Lady Gemima and Lord Hugo Hammersley had suggested lunch in the English countryside near their country residence. Our trip was straight out of Downton Abbey. Lovely sunshine, the narrow, tree lined lanes meandering in the green rolling hills of the English countryside. Wondrous. All we really needed was a soft top E-type Jaguar to reach perfection. Alas, it was just the XF but the sunroof was open. Hurrah! We arrived at Stovell’s, a 16th century farmhouse, oak-beamed and very elegant. We were led to our table passing by a large, tempting leg of Iberico ham sitting on it’s carving table.
Lord Hugo had been to Stovell’s before and recommended we all have the Cote du Boeuf. We duly followed orders but we needed wine. Lord Hugo knows a thing or two about wine. Having dined in some of the finest restaurants in the course of his career as a diplomat, he also drank some of the finest wines. On expenses of course. We asked for the wine list and were informed that the sommelier would be over to see us. This came as a surprise as Stovell’s was not exactly full for a lunch time so it seemed an extravagance. We asked for suggestions for a French Bordeaux to accompany our steak and a white to accompany our starters of soup and foie gras. The waiter scanned the list and pointed to his choice. £80 a bottle. Harrumph! We explained that we’d like something a little less expensive”. He pondered and then chose a bottle at £65, no doubt trying to justify his existence by bringing in extra revenue. We explained again only to be rebuked as he informed us that we did not realise how much the price of Bordeaux wines had increased over the last few years. A fair observation if buying wines from the 1855 classification which we were not! So, we made our own choice at £39. Still overpriced we thought. Now for a white. Surely the sommelier had got the message?
His finger hovered over the list and fell upon a white at a mere £65 a bottle. What was this? Did he think we were some high rollers, come to deposit our funds in his wine vault? We ignored him and selected a Picpoul at £28. Unhappily, he declared with some bitterness ” it will not go with the foie gras!” and with a sneer he turned his back and stomped off. Now, dear readers, as you know your Doctor understands that a foie gras should really be accompanied by a rather unctuous sauternes but sometimes it just seems OTT. We concluded that the young sommelier needed a lesson in humility and also that he needed to heed his customers wishes more closely. No doubt he drinks Ch. Lafitte at home each evening.

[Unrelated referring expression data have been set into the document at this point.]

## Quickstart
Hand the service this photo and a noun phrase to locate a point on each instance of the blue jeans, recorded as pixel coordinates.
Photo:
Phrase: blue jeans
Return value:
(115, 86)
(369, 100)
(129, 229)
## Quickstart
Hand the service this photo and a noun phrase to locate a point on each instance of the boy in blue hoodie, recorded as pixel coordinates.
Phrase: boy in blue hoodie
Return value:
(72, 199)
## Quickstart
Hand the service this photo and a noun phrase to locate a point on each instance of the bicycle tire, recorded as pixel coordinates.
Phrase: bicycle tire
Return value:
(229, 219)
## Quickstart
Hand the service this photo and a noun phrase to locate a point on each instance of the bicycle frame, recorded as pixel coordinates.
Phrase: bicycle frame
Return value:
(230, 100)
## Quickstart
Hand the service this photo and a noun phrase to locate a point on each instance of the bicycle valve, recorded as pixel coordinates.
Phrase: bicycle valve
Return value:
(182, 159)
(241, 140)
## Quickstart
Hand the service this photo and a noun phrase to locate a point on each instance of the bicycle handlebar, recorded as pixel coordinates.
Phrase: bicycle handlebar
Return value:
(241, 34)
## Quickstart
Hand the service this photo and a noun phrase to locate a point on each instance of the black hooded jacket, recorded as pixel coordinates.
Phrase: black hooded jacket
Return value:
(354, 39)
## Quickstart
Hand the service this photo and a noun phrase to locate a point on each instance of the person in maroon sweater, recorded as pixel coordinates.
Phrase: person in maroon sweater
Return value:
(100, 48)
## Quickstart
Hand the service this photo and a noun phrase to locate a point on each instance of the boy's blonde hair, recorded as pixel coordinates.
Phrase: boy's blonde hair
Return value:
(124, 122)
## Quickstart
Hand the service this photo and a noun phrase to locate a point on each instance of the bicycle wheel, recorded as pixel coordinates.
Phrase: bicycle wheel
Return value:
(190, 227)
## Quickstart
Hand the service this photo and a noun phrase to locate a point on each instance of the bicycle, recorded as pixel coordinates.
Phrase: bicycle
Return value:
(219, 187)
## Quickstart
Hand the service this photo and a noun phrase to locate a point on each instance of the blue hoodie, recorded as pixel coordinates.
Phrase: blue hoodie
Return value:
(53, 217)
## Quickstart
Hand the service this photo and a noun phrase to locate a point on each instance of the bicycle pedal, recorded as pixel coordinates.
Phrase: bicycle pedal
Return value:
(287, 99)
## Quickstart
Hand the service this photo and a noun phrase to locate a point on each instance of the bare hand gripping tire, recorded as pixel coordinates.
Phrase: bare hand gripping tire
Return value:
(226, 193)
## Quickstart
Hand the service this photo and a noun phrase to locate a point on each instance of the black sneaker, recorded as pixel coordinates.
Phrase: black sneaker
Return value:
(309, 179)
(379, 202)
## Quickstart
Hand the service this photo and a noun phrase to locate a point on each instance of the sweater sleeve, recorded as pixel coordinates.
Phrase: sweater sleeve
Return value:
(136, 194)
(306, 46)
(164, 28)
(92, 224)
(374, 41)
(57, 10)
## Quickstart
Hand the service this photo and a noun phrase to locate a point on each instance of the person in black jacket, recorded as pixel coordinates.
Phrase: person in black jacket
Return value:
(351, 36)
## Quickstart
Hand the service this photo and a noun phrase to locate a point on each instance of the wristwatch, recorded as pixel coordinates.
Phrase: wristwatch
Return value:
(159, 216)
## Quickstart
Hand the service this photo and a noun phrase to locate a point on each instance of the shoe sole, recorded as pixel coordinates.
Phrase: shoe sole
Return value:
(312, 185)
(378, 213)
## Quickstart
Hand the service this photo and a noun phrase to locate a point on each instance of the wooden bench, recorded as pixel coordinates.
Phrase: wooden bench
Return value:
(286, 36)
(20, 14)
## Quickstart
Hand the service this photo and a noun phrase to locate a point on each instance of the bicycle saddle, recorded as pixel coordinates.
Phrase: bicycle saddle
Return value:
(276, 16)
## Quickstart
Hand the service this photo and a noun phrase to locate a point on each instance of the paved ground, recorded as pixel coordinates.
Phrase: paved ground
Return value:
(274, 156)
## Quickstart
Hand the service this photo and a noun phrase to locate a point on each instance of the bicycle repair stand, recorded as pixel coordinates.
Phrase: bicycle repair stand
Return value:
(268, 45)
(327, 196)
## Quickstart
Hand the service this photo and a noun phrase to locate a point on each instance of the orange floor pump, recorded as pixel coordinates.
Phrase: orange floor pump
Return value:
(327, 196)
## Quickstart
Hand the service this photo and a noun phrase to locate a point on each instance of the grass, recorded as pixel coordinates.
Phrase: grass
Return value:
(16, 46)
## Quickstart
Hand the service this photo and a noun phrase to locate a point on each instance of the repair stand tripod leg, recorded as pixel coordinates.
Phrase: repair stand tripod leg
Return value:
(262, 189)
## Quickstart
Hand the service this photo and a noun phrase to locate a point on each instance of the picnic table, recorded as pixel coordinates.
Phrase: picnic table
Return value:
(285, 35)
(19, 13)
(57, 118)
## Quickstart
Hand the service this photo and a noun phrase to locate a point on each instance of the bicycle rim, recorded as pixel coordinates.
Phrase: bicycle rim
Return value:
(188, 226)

Ahh, yes the food. We were graced with a large home made “semolina” cracker on a small metal washing line. Accompanying this were two sauces in small plastic squeezable bottles which one was meant to drip a piece of cracker. What a ridiculous idea. However, the sauces made sense as the cracker was tasteless. Thin rice cracker without any flavour. We were served amuse bouches of a small gazpacho soup in a glass which had a fresh-picked tomato flavour. Scrummy.
Our bread was accompanied by butter which perched on a rock. Another fad in Michelin star restaurants. Stovell’s isn’t a Michelin star restaurant. But one gets the impression it wants to be.
The foie gras was excellent as was the accompanying brioche. It also went very well with the picpoul, hurrah! The cote du boeuf arrived on two mini barbecues and was accompanied by a large bone with the bone marrow mixed with herbs. (see daguerreotype above). The meat was perfectly seared on the outside and tender and succulent on the inside. Lord H. was spot on with his recommendation. It was accompanied by large chips served in a small chip frying basket. Who would want a serving dish? See #wewantplates
Overall the meal was very good but overpriced. It was ruined by the pushy sommelier and it was trying a little too hard. As we all know the art of butter balancing on rocks is not simple. Michelin inspectors can easily spot poorly balanced butter and as for a poorly hung washing line…well, one mistake and that’s it until next inspection! So it is with Stovell’s. Their butter is slipping of its rock slightly and the washing line needs to be taken in. However, a return visit might be on the cards should they ditch that sommelier!